Malgré son ton acide et ses attaques à répétition Jocelyn restait belle et c'était sûrement ce petit côté farouche qui faisait qu'on s'était rapidement rapproché quand j'avais commencé à travailler avec son père, mais elle n'avait plus rien à voir avec la Jocelyn d'avant. Elle semblait libérée. Elle pouvait dire que tout allait bien dans sa vie, le manque d'enthousiasme faisait penser tout le contraire. « En effet. D’ailleurs, même sur le plan sentimental, tout va pour le mieux. J’ai quelqu’un dans ma vie et on vit sur un petit nuage » Je le savais déjà et cela ne me faisait aucun effet. Je me disais juste qu'elle allait finir par briser ce garçon. « Tu souhaiteras bonne chose à ce garçon de ma part ou cette femme peut-être » Après tout, pourquoi elle n'aurait pas retenté l'aventure avec une femme. Même si je savais déjà pas mal de choses sur le mec qui partageait sa vie. Est ce que cela me faisait chier ? Huum peut-être un peu, mais j'étais passé à autre chose il y a bien longtemps. M'accrocher à son souvenir alors qu'elle ne voulait clairement plus entendre parler de moi n'aurai servi à rien. J'avais déjà le fantôme de Jessica qui me suivait, je n'avais pas envie d'un deuxième.

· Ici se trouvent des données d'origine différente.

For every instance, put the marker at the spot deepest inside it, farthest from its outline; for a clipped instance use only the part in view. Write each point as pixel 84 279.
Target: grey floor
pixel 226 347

Même si Jocelyn détestait son père, je ne pouvais pas en dira autant. Elle pouvait me rabaisser autant qu'elle le voulait, je m'en foutais. « Félicitations, tu as été le … qu’est-ce que tu as été déjà ? Enfin peu importe. Tu étais le larbin d’un homme politique. C’est très valorisant » Je haussais les épaules d'indifférence. « Le larbin comme tu dis, t'aura éviter quand même beaucoup de problème à cette époque, alors ne me crache pas dessus trop vite » Parce que j'avais caché bien des choses à son père pour la protéger. Je connaissais Jocelyn aussi sûrement bien qu'elle se connaissait elle-même. Mais tout cela c'était de l'histoire ancienne. « Tu en auras mis du temps » Un temps qui n'est pas terminé. « Tu t’es rendu compte qu’il ne reculait devant rien pour écraser ses adversaires et ça a fini par te poser un problème de conscience ? » C'était vraiment ça qui l'a dérangeait à propos de son père ? « Non, ma conscience se porte comme un charme, il était juste temps pour moi de rentrer à la maison » Parce que mon père avait des problèmes de santé et que je ne voulais pas prendre de risques.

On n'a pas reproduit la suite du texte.